“In which case your Majesty will leave no more notes for me in public,” answered Frances. And the king’s choice lay between taking offence and looking upon the affair as a jest. He was too far gone in love to take offence, so he chose to laugh.
On another occasion, at the queen’s ball, the king asked Frances to walk out to the garden with him.
“It is dark, your Majesty, and I fear the dark,” she replied. “Let us walk there in the daytime, so that every one may see how graciously my king honors me.”
He could not coax her out, so he said: “Very well, my prudish Miss Solomon. Have your way and break my heart.”
“To do either would please me,” she retorted. “I like to have my own way, and there are few women who would not be delighted to break a handsome king’s heart.”
Frances having captured the king, every other man at court was her admirer. She could have had her choice of a husband from among the noblest and richest men of the land, but she showed no one especial favor. If one imagined that she smiled with marked graciousness on him, he soon learned that others were equally fortunate, and after a time each accepted his smile from her and took it for granted that his failure to receive greater favor was because of the king’s success. All praised her discretion, though many believed that she was concealing adroitly what she would not have the world suspect.

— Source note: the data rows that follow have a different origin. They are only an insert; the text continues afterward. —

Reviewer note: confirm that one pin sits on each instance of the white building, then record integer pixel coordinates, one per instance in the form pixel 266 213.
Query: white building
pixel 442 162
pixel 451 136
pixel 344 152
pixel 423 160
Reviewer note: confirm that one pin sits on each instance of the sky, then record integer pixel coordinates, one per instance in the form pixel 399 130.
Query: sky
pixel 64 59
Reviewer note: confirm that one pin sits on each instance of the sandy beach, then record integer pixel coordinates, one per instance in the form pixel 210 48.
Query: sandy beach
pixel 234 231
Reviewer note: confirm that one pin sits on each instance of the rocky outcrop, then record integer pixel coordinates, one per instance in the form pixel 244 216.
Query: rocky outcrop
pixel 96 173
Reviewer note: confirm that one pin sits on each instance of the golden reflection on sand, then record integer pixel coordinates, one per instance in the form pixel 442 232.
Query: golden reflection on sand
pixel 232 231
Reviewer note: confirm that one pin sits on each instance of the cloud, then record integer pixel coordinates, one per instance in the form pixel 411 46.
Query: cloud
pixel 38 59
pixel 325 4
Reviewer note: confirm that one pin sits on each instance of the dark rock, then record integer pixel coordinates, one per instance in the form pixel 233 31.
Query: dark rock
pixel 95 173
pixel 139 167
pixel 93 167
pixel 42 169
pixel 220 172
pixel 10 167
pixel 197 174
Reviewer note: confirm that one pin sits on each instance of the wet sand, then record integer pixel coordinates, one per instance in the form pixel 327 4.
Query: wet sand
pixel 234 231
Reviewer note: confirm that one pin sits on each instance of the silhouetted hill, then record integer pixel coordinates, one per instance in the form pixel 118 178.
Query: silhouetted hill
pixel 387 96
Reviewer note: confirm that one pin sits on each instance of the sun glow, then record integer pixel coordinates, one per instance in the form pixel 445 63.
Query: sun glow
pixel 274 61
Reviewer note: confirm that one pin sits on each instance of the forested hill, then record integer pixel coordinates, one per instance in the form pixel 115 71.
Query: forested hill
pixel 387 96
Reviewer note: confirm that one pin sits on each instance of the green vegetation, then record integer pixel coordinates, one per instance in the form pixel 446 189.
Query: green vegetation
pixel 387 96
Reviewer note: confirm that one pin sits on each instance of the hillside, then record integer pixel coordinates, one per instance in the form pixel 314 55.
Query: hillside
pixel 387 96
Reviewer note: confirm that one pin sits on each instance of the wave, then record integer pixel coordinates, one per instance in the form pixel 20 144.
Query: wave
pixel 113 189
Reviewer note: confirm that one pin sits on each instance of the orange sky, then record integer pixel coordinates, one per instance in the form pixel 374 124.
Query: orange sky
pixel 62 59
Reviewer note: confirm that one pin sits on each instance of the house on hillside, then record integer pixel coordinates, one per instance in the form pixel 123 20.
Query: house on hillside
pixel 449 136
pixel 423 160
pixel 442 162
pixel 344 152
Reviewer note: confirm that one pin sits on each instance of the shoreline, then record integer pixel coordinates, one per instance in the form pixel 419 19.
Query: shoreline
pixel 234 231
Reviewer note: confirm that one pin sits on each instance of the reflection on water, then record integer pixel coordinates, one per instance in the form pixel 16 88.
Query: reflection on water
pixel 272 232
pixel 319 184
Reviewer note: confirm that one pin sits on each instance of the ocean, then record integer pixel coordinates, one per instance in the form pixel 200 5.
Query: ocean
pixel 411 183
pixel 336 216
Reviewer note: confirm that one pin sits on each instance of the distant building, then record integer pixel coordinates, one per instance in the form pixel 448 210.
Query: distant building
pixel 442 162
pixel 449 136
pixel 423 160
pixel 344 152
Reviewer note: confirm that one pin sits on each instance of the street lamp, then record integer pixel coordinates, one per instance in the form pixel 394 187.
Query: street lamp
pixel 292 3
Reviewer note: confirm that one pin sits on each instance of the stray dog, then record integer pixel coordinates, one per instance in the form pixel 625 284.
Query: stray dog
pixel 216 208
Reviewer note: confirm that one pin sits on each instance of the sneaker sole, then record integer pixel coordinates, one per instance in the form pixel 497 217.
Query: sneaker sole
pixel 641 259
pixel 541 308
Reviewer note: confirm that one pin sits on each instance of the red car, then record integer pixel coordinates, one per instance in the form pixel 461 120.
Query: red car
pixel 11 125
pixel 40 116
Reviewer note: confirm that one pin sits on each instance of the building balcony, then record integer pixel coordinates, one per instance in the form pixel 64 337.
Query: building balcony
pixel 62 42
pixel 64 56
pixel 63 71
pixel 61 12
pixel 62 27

With all her circumspection, it soon became the common talk at court that she was the king’s new favorite, though there was no reason given for the rumor save the belief that the king was not to be resisted.
* * * * *
The Duchess of York and I knew the truth concerning Frances, but all Westminster and London talked of the new star at Whitehall who was outshining Castlemain, Nell Gwynn, Stuart, and the host of other luminaries who had scintillated with scandal ever since the king’s return to Britain’s throne.
One morning, shortly after the king’s last-mentioned conversation with Frances, she met Nell Gwynn in the palace garden, and was surprised when Nelly addressed her as “Little Solomon.”
“Where did you learn the name?” asked Frances.
“From its author, the king,” answered Nell. “Come home with me and I’ll tell you all about it.”
They took Nell’s barge and went to Westminster water stairs, where they walked across the park to her house in Pell Mell.
Frances cordially hated Lady Castlemain and the king’s other brazen friends, but, after having met Nelly several times, she had learned to love the sweet, profane, ignorant girl because, despite her apparently evil life, there was honesty, kindliness, and truth in Nelly’s heart.
When the two young women were seated in Nelly’s cozy parlor, she began to open her heart to Frances.
“Yes, the king told me how he invited you to go to the garden with him one evening, and how he dubbed you ‘Little Solomon’ when you refused.”